MLB: Milwaukee Brewers-Workouts

Counterbuilding: Trading & Drafting

Unfortunately, the Brewers can compete as early as next season, and contend as early as 2018. I write “unfortunately” because the Milwaukee faithful are clearly spinning in the cycles of rebuilding press promulgated by the club, and therefore being coaxed with subtle hints that it might be acceptable to watch losing baseball for several seasons. The most prominent (and perhaps logical) argument in favor of fielding a bad baseball team is landing the draft bonus money that accompanies a high pick; in an era where draft spending is tightly controlled by predetermined slots, landing a Top Three pick gives a club clear financial benefits from losing.

Yet, for all its logic (if you’re not going to contend, you might as well lose and sign a lot of talent in the next draft), this rebuilding argument paints over the relative lack of productivity teams gain through the draft. It also glosses over the extent to which most drafted talent does not make the MLB with their original club, and the extent to which many of the drafted, developed “organizational players” that do reach the MLB and stay with their original club are typically replacement players (rather than stars). For every Clayton Kershaw or Evan Longoria, there are throngs of Chris Marrero, Ryan Adams, Alex Sanabia, Chris Petit, Nick Buss, Tobi Stoner, Brett Sinkbeil: the “September call-up” is a more common “organizational draft outcome” than the superstar.

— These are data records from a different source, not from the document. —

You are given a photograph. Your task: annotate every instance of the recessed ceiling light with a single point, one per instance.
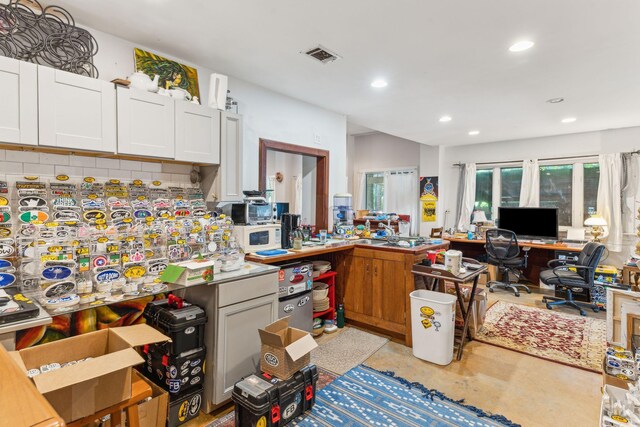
(379, 83)
(521, 45)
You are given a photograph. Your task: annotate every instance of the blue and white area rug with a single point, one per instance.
(365, 396)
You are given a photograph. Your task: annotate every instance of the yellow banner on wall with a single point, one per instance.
(429, 211)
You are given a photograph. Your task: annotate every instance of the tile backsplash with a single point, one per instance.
(15, 164)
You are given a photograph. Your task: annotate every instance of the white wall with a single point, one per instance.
(266, 114)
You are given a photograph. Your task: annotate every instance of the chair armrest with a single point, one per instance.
(551, 263)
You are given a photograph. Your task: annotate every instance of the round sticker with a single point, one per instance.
(56, 272)
(7, 279)
(33, 217)
(100, 261)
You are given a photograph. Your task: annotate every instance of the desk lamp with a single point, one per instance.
(596, 222)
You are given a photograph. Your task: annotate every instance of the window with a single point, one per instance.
(375, 191)
(570, 187)
(510, 183)
(484, 191)
(590, 188)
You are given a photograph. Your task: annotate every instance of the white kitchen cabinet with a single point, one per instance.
(19, 105)
(228, 181)
(76, 112)
(238, 343)
(146, 124)
(197, 133)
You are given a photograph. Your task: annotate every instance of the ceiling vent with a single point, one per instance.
(321, 54)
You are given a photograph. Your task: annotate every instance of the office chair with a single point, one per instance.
(580, 275)
(503, 251)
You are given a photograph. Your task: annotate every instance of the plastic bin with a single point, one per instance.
(263, 400)
(433, 325)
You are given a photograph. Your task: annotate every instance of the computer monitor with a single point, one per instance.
(531, 223)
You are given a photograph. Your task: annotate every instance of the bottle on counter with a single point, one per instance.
(340, 316)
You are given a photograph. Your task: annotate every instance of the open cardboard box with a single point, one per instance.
(285, 350)
(79, 390)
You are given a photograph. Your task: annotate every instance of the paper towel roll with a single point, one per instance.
(218, 84)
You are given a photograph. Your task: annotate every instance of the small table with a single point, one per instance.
(442, 274)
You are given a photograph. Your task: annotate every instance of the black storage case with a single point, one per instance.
(184, 407)
(184, 325)
(174, 373)
(265, 401)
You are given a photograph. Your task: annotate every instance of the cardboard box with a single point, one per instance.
(79, 390)
(153, 413)
(612, 380)
(285, 350)
(193, 272)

If this seems self-explanatory (because, duh, there are very few superstars), it deserves investigation as clubs embark on purposefully noncompetitive seasons to ostensibly gain the benefits of the draft. My survey in this post focuses on one draft (2006), and serves as one addition to a set of recent BPMilwaukee features on the draft and rebuilding.

Related Content:
The Draft is Only a Tool in the Rebuilding Process
The Lessons of the Astros’ 2016 Backslide
The Macro Draft

Brewers fans are especially vulnerable to this type of logic after the much-maligned drafting record produced by Jack Zduriencik and Bruce Seid from approximately 2006-2010. While some of those drafts have highlights like Seid’s unbelievable 2009 depth (saving that draft entirely), or Zduriencik’s pieces to the CC Sabathia, Shaun Marcum, and Zack Greinke trades, they are largely void of contending organizational depth. As a result, the Brewers arguably had less ease in reaching for stopgaps, bench players, and other useful fill-ins during their serious contending attempts from 2011-2015. A common refrain among the fans is that the bigtime trades ruined the Brewers’ farm systems, but the simple fact is that the Sabathia / Greinke / Marcum moves were great transactions that lacked significant MLB impact from a series of drafts.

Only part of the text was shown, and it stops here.